Television broadcasts of Pac-12 games last season had the same issue: fuzzy reception on the TV screen. And it wasn’t your television.

Pac-12 insider John Canzano has reported that one game in particular, Washington State vs. Oregon on Nov. 13, had the minimum number of cameras (6), but that staff and contractors who worked that game told Canzano that the network sent a sub-standard production truck to the event, used a back-up spotter, and didn’t have a stage manager present.

It appeared to be cost-cutting by the network and wondered if the Pac-12 might want to bring the issue up in the next round of media rights negotiations.

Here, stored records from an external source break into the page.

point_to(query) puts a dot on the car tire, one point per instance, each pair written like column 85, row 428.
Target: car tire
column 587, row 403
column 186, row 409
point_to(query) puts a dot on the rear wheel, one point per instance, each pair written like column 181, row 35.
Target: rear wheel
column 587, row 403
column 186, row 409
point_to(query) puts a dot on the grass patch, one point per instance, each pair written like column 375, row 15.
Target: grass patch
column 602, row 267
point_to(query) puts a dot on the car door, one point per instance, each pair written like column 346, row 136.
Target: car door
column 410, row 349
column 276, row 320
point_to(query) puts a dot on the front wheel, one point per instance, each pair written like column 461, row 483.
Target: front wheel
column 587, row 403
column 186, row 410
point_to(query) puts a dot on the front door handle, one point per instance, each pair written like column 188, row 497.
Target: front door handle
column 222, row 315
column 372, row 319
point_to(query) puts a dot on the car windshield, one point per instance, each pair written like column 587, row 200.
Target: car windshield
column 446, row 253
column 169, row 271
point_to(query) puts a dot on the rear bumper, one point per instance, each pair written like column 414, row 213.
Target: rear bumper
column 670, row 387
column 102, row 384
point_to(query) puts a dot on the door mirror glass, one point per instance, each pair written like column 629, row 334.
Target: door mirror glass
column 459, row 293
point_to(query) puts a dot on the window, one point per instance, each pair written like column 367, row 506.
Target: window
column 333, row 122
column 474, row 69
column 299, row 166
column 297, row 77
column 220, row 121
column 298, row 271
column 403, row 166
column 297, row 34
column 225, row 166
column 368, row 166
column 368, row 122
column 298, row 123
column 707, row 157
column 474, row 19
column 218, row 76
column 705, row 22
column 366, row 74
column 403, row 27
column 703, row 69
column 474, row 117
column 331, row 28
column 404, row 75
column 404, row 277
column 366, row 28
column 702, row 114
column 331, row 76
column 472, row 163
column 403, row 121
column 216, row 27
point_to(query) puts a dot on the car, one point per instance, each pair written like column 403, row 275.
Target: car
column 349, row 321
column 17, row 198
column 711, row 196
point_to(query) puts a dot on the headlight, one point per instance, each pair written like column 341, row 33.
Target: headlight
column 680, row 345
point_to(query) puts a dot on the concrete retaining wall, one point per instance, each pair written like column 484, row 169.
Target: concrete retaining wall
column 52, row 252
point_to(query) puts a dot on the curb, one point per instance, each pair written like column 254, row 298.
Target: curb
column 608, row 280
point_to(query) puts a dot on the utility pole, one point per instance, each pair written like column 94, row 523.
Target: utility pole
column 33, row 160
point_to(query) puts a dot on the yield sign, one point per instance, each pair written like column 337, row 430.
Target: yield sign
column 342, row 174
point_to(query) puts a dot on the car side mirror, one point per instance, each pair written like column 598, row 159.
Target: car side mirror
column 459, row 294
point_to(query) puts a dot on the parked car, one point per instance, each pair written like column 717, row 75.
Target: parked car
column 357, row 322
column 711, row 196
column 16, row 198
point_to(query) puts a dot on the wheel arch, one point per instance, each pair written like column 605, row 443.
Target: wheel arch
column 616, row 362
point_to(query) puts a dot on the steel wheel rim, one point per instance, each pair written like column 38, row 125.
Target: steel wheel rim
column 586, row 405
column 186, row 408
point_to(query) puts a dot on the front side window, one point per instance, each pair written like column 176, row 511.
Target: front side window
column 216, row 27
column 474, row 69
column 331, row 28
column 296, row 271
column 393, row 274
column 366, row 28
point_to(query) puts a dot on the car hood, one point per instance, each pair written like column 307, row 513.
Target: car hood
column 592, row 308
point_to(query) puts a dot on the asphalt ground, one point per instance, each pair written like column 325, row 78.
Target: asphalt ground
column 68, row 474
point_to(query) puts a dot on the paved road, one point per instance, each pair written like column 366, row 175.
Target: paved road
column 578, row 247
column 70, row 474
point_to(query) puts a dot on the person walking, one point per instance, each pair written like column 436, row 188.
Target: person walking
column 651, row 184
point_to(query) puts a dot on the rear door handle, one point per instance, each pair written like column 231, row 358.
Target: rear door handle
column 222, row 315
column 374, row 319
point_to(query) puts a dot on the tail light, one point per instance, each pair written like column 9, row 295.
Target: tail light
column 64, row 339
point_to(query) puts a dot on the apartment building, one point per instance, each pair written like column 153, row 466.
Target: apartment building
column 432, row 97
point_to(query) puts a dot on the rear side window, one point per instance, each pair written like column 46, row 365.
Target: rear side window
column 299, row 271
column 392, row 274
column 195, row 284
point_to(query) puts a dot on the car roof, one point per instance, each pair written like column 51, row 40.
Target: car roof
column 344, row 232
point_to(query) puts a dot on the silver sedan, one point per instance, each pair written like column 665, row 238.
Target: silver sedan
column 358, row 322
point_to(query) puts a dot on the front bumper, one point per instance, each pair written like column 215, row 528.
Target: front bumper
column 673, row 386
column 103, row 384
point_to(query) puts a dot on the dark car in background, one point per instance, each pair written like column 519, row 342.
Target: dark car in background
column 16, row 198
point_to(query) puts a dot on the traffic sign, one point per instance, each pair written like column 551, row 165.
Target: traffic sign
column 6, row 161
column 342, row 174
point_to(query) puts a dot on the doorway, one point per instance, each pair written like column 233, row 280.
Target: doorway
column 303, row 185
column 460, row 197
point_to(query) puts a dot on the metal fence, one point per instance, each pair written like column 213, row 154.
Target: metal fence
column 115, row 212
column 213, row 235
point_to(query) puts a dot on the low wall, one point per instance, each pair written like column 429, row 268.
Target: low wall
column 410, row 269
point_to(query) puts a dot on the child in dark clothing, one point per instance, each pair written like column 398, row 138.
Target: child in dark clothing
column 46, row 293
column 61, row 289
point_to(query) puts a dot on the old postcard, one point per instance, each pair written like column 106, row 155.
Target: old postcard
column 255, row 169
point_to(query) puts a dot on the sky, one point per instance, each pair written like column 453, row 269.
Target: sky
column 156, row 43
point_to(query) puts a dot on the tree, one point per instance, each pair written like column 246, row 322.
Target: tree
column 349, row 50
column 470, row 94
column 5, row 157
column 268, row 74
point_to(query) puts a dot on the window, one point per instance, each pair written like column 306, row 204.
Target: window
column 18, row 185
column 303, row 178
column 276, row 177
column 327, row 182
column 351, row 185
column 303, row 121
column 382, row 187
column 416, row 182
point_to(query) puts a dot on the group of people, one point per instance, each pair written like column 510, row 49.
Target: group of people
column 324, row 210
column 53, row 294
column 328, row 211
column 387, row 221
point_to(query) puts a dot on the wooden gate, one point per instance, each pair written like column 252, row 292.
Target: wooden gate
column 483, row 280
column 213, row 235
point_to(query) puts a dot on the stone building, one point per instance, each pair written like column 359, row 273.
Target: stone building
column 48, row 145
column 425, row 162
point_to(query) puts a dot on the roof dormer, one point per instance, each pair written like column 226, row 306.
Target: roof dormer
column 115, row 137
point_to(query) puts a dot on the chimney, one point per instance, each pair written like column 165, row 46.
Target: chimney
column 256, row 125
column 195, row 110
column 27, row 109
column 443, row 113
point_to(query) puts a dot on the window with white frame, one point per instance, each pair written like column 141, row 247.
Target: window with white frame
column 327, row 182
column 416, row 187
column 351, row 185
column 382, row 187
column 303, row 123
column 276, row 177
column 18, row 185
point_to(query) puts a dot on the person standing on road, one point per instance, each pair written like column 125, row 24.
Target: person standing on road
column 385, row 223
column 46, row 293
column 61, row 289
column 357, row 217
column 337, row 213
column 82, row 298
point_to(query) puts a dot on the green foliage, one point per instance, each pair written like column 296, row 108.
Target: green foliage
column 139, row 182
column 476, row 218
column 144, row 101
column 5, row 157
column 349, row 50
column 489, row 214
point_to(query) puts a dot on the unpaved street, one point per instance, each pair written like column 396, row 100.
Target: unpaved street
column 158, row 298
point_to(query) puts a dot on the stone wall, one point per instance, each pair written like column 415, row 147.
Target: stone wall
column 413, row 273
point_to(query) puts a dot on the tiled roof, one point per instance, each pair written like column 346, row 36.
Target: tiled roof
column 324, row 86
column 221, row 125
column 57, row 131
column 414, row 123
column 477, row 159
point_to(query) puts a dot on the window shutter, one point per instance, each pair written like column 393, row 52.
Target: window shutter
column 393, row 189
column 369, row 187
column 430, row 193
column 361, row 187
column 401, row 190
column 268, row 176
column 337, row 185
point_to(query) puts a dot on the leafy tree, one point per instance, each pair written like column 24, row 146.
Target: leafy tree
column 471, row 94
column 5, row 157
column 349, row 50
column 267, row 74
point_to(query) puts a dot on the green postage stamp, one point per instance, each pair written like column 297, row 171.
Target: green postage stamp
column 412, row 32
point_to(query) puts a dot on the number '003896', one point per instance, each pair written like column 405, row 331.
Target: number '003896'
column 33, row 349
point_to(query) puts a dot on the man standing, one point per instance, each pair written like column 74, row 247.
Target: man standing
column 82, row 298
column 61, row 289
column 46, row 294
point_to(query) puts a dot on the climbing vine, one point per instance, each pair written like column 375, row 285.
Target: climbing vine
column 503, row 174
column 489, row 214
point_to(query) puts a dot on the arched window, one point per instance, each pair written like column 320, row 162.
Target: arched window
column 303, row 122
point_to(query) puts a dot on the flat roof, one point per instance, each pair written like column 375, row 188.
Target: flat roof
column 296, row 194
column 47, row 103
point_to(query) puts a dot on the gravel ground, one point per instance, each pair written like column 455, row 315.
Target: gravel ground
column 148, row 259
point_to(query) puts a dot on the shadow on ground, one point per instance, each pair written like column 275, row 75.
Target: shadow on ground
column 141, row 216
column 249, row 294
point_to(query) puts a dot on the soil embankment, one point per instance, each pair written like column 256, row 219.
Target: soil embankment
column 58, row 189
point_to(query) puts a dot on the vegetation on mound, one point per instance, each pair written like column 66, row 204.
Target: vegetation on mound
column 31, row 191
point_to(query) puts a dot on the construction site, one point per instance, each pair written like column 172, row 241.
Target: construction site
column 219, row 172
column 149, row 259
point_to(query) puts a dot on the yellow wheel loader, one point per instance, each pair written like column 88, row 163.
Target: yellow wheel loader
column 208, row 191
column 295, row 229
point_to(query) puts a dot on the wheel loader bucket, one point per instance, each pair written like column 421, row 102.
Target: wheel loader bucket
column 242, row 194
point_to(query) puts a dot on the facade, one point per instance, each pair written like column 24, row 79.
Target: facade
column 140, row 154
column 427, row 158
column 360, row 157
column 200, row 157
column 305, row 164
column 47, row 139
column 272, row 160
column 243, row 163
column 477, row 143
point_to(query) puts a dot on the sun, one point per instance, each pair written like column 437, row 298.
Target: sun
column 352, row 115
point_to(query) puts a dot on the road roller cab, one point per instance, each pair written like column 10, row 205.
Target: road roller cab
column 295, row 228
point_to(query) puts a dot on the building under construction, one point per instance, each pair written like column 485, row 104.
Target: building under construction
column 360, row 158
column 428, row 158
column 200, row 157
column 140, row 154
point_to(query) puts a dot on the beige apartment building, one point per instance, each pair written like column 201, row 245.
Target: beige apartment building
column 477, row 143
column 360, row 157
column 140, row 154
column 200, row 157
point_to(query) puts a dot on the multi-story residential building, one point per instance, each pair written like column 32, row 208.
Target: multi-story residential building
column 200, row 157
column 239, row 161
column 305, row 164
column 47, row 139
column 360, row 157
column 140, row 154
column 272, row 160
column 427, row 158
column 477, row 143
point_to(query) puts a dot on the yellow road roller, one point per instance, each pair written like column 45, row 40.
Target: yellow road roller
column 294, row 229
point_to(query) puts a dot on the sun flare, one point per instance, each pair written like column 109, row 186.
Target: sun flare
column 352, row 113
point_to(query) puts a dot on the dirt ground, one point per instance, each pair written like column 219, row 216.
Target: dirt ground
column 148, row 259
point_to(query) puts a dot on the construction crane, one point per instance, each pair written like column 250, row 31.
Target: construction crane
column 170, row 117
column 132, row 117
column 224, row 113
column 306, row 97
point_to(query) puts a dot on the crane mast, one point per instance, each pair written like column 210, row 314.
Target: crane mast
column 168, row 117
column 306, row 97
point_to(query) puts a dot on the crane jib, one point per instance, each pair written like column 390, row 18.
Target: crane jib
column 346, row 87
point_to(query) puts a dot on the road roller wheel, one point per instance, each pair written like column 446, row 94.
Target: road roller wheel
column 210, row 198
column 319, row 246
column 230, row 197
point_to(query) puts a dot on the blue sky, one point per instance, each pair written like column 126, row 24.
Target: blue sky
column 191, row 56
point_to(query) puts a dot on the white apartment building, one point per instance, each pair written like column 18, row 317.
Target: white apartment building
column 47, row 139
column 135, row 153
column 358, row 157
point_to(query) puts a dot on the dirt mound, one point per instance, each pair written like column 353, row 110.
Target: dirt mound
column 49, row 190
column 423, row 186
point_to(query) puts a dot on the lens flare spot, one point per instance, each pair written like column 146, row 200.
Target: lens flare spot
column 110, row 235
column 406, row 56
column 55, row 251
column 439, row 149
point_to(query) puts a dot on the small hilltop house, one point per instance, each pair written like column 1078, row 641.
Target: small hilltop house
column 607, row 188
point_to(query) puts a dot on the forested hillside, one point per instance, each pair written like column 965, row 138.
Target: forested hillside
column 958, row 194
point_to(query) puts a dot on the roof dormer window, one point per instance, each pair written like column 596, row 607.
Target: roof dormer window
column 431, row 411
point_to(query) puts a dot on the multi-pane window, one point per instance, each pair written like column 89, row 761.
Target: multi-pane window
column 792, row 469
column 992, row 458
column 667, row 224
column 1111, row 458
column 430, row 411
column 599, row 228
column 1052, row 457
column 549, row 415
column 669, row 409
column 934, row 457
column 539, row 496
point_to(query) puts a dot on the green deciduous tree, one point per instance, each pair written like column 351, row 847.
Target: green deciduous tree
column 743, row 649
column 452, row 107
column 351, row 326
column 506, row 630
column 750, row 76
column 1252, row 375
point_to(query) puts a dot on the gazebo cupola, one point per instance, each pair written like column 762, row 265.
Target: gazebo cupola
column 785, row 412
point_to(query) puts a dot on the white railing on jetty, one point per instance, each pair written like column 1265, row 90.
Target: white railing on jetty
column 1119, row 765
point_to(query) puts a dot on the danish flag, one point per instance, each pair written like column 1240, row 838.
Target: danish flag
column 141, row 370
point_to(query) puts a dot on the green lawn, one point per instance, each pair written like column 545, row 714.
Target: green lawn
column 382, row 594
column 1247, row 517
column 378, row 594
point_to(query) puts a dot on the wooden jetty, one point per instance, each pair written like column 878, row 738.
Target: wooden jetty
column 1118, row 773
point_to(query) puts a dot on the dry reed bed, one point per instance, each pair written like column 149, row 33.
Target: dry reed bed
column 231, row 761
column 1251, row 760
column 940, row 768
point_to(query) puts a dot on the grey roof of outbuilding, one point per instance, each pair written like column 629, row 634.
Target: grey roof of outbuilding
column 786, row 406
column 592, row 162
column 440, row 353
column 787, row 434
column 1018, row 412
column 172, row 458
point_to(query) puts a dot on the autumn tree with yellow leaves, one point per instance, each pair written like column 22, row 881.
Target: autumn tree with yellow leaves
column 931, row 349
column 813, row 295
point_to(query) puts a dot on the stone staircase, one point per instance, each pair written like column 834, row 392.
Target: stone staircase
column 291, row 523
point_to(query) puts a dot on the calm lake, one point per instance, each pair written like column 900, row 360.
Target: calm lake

An ESPN spokesperson read my column last November and wrote to tell me, “The notion that we are doing Pac-12 games on the cheap is patently false.”

The issue, per an engineer who worked to solve it, was compatibility between the Sony-manufactured cameras being used to capture the action on the field and the non-Sony Camera Control Unit in the CSP Mobile Productions-owned truck.

It appears that ESPN has corrected the issue.

Bill Hofheimer, senior director of communications for ESPN, told Canzano on Wednesday morning, “We took a look at this in the offseason and will be using a new vendor this fall.”

Another source told Canzano that the trucks that will be used this season are now all wired with Sony CCU’s.

“Everything this year is more standard across the board, tech-wise,” the source said.